Spesso, in occasione dei suoi numerosi viaggi attraverso il continente, Madre Caterina viene respinta, e condivide così la sorte della Sacra Famiglia a Betlemme, il che le ispira la seguente riflessione: «È particolarmente opportuno per noi che gli abitanti di questa città non abbiano posto per noi e per la nostra opera. Come è esatto che la grotta di Betlemme è la grande educatrice del mondo... Non trascurate di pensare a Colui di cui mi vanto di essere innamorata! Siate innamorati delle di Lui umiliazioni».

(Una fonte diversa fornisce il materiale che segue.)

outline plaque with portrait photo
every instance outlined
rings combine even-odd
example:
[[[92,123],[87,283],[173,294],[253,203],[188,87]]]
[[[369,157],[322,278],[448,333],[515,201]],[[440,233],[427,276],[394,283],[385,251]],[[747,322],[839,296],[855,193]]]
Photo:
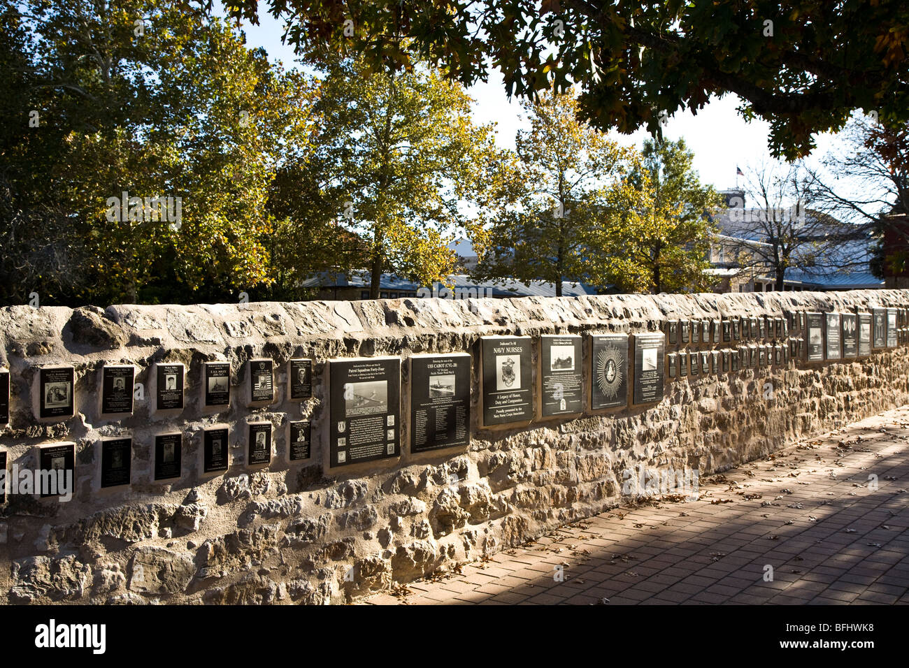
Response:
[[[155,436],[155,480],[171,480],[183,474],[183,434]]]
[[[155,365],[157,409],[159,411],[183,410],[183,364],[158,364]]]
[[[105,364],[101,370],[101,413],[105,415],[133,413],[132,364]]]
[[[133,459],[133,439],[105,438],[101,440],[101,486],[119,487],[129,484]]]
[[[290,360],[287,363],[287,380],[290,383],[291,401],[303,401],[313,396],[313,361]]]
[[[412,453],[470,444],[472,359],[467,353],[410,358]]]
[[[329,465],[398,456],[401,358],[331,360],[328,373]]]
[[[73,417],[75,371],[72,366],[43,368],[38,373],[39,417]]]

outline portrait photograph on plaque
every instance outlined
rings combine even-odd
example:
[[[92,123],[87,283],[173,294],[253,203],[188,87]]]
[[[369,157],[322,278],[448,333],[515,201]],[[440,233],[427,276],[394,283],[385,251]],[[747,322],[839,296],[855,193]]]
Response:
[[[249,424],[249,465],[268,464],[272,461],[272,424],[257,422]]]
[[[202,471],[212,474],[226,471],[228,464],[227,427],[215,427],[202,433]]]
[[[313,456],[313,425],[309,420],[291,421],[288,424],[287,458],[300,462]]]
[[[251,404],[269,404],[275,401],[274,364],[272,360],[249,361]]]
[[[133,459],[133,439],[105,438],[101,440],[101,486],[118,487],[129,484]]]
[[[410,358],[410,451],[470,444],[468,353]]]
[[[582,341],[575,334],[540,336],[537,385],[541,418],[579,415],[584,412]]]
[[[400,454],[401,358],[328,363],[330,466]]]
[[[184,366],[159,363],[155,365],[156,406],[159,411],[183,410]]]
[[[290,360],[287,363],[287,381],[290,383],[288,396],[292,401],[302,401],[313,396],[313,361]]]
[[[183,474],[183,434],[159,434],[155,437],[155,480],[179,478]]]
[[[651,404],[663,400],[664,372],[664,335],[636,334],[634,339],[634,404]],[[694,362],[692,358],[690,362]],[[694,369],[692,369],[694,371]]]
[[[534,419],[530,336],[480,339],[480,403],[484,426]]]
[[[39,417],[73,417],[75,371],[72,366],[43,368],[38,372]]]
[[[101,413],[105,415],[133,412],[132,364],[105,364],[101,370]]]
[[[205,364],[203,391],[205,407],[230,405],[230,363],[206,362]]]
[[[38,460],[42,471],[51,471],[54,474],[54,481],[45,479],[45,476],[39,476],[42,480],[38,484],[36,491],[42,497],[57,496],[62,491],[59,487],[61,475],[58,472],[63,471],[65,481],[68,479],[69,484],[75,483],[75,444],[57,443],[52,445],[41,446],[38,449]],[[43,485],[47,484],[46,487]],[[67,483],[64,482],[65,484]],[[70,492],[75,490],[70,487]]]

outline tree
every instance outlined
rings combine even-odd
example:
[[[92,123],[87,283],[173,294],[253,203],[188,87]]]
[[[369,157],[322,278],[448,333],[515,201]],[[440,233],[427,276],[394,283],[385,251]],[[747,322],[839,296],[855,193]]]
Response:
[[[209,0],[210,4],[210,0]],[[258,0],[227,0],[257,20]],[[734,93],[771,125],[774,157],[804,155],[813,134],[855,109],[909,120],[904,0],[269,0],[287,38],[313,58],[363,55],[375,67],[427,60],[470,85],[502,71],[509,95],[580,84],[600,128],[629,133]]]

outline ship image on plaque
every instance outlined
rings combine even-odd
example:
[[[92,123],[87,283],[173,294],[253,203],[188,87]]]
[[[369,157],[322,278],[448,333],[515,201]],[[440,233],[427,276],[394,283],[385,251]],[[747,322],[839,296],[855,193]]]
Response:
[[[259,404],[275,400],[271,360],[249,361],[250,402]]]
[[[74,375],[72,366],[41,369],[39,372],[39,417],[72,417]]]
[[[133,412],[133,382],[135,367],[105,364],[101,372],[101,413],[115,414]]]
[[[133,439],[105,438],[101,441],[101,486],[129,484]]]
[[[206,406],[230,405],[230,364],[206,362],[205,392]]]
[[[357,357],[328,363],[330,466],[400,454],[401,359]]]
[[[156,369],[158,410],[183,410],[183,364],[159,364]]]
[[[470,444],[467,353],[410,358],[410,451]]]
[[[183,434],[159,434],[155,437],[155,479],[179,478],[183,465]]]
[[[299,462],[312,456],[313,427],[309,420],[288,423],[287,457]]]
[[[540,337],[540,417],[580,414],[584,412],[581,372],[582,339],[575,334]]]
[[[664,340],[662,334],[634,334],[635,404],[650,404],[663,399]]]
[[[227,470],[227,427],[206,429],[202,436],[202,471]]]
[[[313,361],[291,360],[287,366],[292,401],[309,399],[313,395]]]
[[[268,464],[272,461],[272,424],[250,423],[249,424],[249,457],[246,460],[252,466]]]

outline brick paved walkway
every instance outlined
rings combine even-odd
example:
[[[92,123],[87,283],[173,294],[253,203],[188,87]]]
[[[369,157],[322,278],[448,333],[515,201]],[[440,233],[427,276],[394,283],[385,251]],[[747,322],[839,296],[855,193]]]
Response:
[[[907,441],[904,406],[365,603],[907,603]]]

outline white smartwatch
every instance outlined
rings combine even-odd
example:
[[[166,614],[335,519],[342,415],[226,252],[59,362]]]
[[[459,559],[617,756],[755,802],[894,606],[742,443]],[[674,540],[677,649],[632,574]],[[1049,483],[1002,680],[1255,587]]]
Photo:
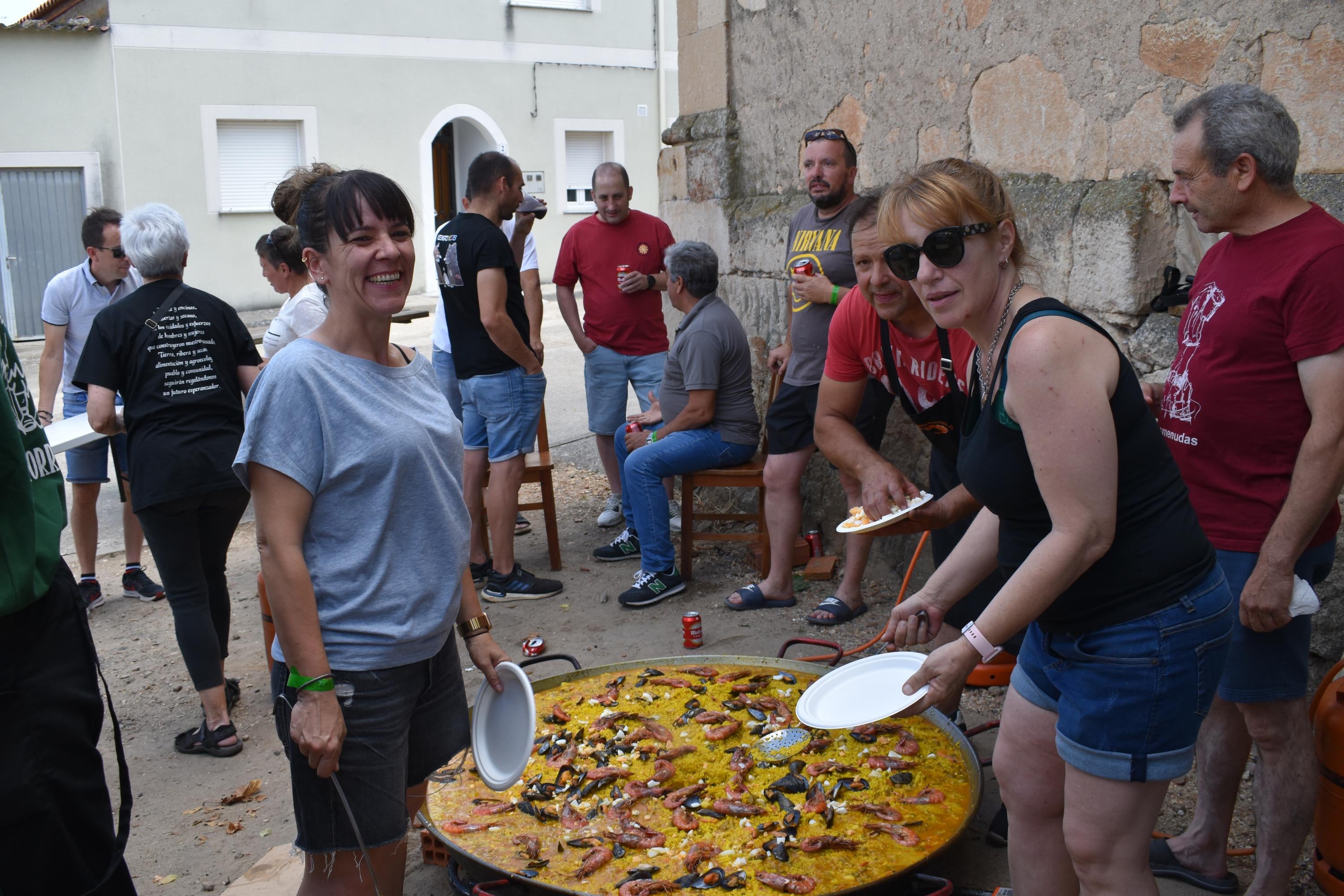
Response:
[[[1003,653],[1003,647],[996,647],[995,645],[989,643],[989,638],[980,634],[980,629],[976,627],[974,622],[968,622],[961,629],[961,634],[964,634],[966,637],[966,641],[970,642],[970,646],[974,647],[977,653],[980,653],[981,662],[989,662],[1000,653]]]

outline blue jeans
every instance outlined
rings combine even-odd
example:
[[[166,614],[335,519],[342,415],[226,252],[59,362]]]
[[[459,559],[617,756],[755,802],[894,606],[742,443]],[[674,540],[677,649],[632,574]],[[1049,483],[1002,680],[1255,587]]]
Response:
[[[1232,650],[1218,684],[1218,696],[1232,703],[1297,700],[1310,690],[1306,652],[1312,643],[1312,617],[1293,617],[1282,629],[1254,631],[1242,625],[1241,600],[1258,553],[1219,551],[1218,566],[1227,574],[1227,587],[1236,598],[1232,611]],[[1335,543],[1302,552],[1293,572],[1308,584],[1318,584],[1335,566]]]
[[[1171,780],[1195,759],[1236,615],[1215,564],[1171,606],[1082,634],[1032,622],[1012,686],[1055,713],[1055,750],[1074,768],[1111,780]]]
[[[434,376],[438,377],[438,388],[442,390],[448,406],[453,408],[453,415],[462,420],[462,390],[457,384],[457,368],[453,367],[453,353],[434,349]]]
[[[587,394],[589,433],[606,435],[625,424],[626,383],[634,387],[640,410],[649,410],[649,392],[663,386],[667,352],[621,355],[598,345],[583,356],[583,391]]]
[[[645,572],[671,572],[676,567],[663,480],[679,473],[746,463],[755,450],[755,445],[724,442],[718,430],[703,429],[672,433],[630,453],[625,449],[625,427],[616,431],[621,513],[640,535],[640,567]]]
[[[121,396],[117,396],[117,407],[121,407]],[[79,398],[70,395],[60,396],[60,416],[69,419],[89,412],[89,394],[81,392]],[[89,445],[66,451],[66,482],[83,485],[89,482],[108,482],[108,445],[117,453],[117,465],[121,474],[129,477],[130,466],[126,462],[126,434],[117,433],[110,439],[98,439]]]

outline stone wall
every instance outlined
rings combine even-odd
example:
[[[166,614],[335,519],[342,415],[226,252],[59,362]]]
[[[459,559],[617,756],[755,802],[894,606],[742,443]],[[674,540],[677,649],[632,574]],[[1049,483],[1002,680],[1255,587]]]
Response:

Caterina Drexel ha rinunciato ad un cospicuo patrimonio, per abbracciare volontariamente la povertà, e quella povertà le è cara, come testimoniano le righe che seguono, scritte ad una delle sue suore: «Se è distaccata dalle cose terrene, avrà in sè il regno di Dio. Se non ne è distaccata, avrà la convinzione che molte cose le sono necessarie, e giungerà al punto di condurre una vita agevole. Dio colma quel che è vuoto». Essa si è resa conto che «l'amore per i poveri è inconciliabile con lo smodato amore per le ricchezze o con il loro uso egoistico» (CCC, 2445). Ma ha capito soprattutto che il modo migliore di aiutare coloro che sono poveri ed emarginati è quello di operare per il loro sviluppo integrale. «Non si tratta soltanto di elevare tutti i popoli al livello di cui godono oggi i paesi più ricchi, ricorderà Papa Giovanni Paolo II, ma di costruire, attraverso un'opera solidale, una vita più dignitosa, di far realmente crescere la dignità e la creatività di ogni persona, la sua capacità di rispondere alla sua vocazione e quindi alla chiamata di Dio. All'apice dello sviluppo, vi è la messa in opera del diritto e del dovere di cercare Dio, di conoscerLo e di vivere secondo tale conoscenza» (Enciclica Centesimus annus, 1° maggio 1991, n. 29). Pertanto, gli sforzi della nuova Istituzione non si riducono ad una semplice «carità» materiale, ma ad una formazione umana e cristiana delle popolazioni diseredate. L'amore per i poveri « non riguarda soltanto la povertà materiale, ma anche le numerose forme di povertà culturale e religiosa» (CCC, n. 2444).

Il vincolo più profondo

Fondatrice, Madre Caterina redige una regola di vita per le Suore del Santissimo Sacramento. Nel luglio del 1907, essa riceve a Roma una prima approvazione da Papa san Pio X, e, poco tempo dopo, viene eletta Superiora generale dell'Istituzione delle «Suore del Santissimo Sacramento per gli Indiani e la Gente di Colore».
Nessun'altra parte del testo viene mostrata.